From my point of view, what you want is to render a line that:
is textured
has the edges fade off (i.e. no sharp edge to it)
follows a spline
To achieve these goals I would first of all break the spline up into a series of line segments that closely approximate the curve (you can make it more or less fine-grained depending on how accurate you want it to be versus how fast you want it to render).
Once you have these, you will need to make each segment into 3 quads, one that goes over the middle of the line segment that serves as the fully opaque part of the line and one on each edge of the line that will fade out to be totally transparent.
You will need to use a little bit of math to make sure that you extrude the quads along a vector that bisects 2 segments equally (i.e. so that the angle between the each segment and the extrusion vector are equal). This will ensure that you don't have gaps in the obtuse part of the join and overlaps in the acute parts.
After all of this, you just need to use the vertex positions as the UV co-ordinates (probably scaled though) and allow the texture to wrap around.

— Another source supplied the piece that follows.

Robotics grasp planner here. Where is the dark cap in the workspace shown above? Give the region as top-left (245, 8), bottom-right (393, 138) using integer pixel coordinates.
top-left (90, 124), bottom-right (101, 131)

Using this method, you should end up with a mesh that has a solid thick line running through the middle of your spline with "fins" that taper off into complete transparency. This should approximate the effect you want quite closely while only rendering to relevant pixels (i.e. no giant areas of completely transparent pixels) and with very litter memory overhead.
I've been a little vague here as its kind of hard to explain with text alone and without writing an in depth tutorial. If you need more info, just comment on what your stuck on and I'll elaborate further.